Let’s talk about human seminal plasma hypersensitivity – more commonly known as semen allergy. Basically, it’s an allergic reaction to proteins found in semen.
But we do know that the allergic reactions can be systemic (meaning that they affect the whole body and could involve difficult breathing) or local — like a skin rash in one particular area. While both men and women can have semen allergies, it’s more common for women to have a more serious, full-body reaction. Symptoms could last for a few hours or as long as several days.
It’s also not an all-semen-or-no-semen situation. You can be allergic to one partner’s semen, but not another’s. You could also suddenly develop an allergy with a longtime partner. A person’s allergies can change over time, and this is no exception.
Semen allergies can be tricky to diagnose, as there are some overlapping symptoms with vaginitis, yeast infections and some sexually transmitted infections, like herpes.
The most common way of diagnosing a semen allergy is to see if the symptoms go away if you use a condom.
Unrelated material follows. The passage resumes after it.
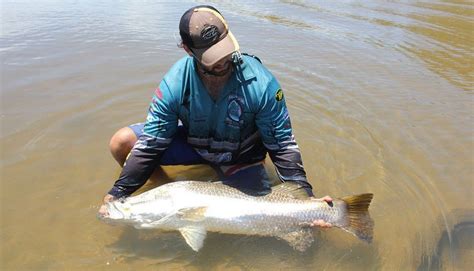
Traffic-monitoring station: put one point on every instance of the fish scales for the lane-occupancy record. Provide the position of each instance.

There’s also the traditional prick test where a doctor exposes your skin to small amounts of the allergen.
But semen allergies aren’t just annoying — they could make it harder for women to conceive since their allergy means that they may not be able to have sex without a condom. But the good news is that aside from difficulty having unprotected sex, there is no known connection between having a semen allergy and infertility.
So what can you do if you’re having symptoms?
Doctors’ first recommendation is typically to use condoms when having sex. The other possible treatment for women is desensitization therapy, either by having sex two or three times a week until your body stops having allergic reactions or through intravaginal injections of increasingly stronger dilutions of their partner’s semen. And good news: Both methods are proven to be fairly successful.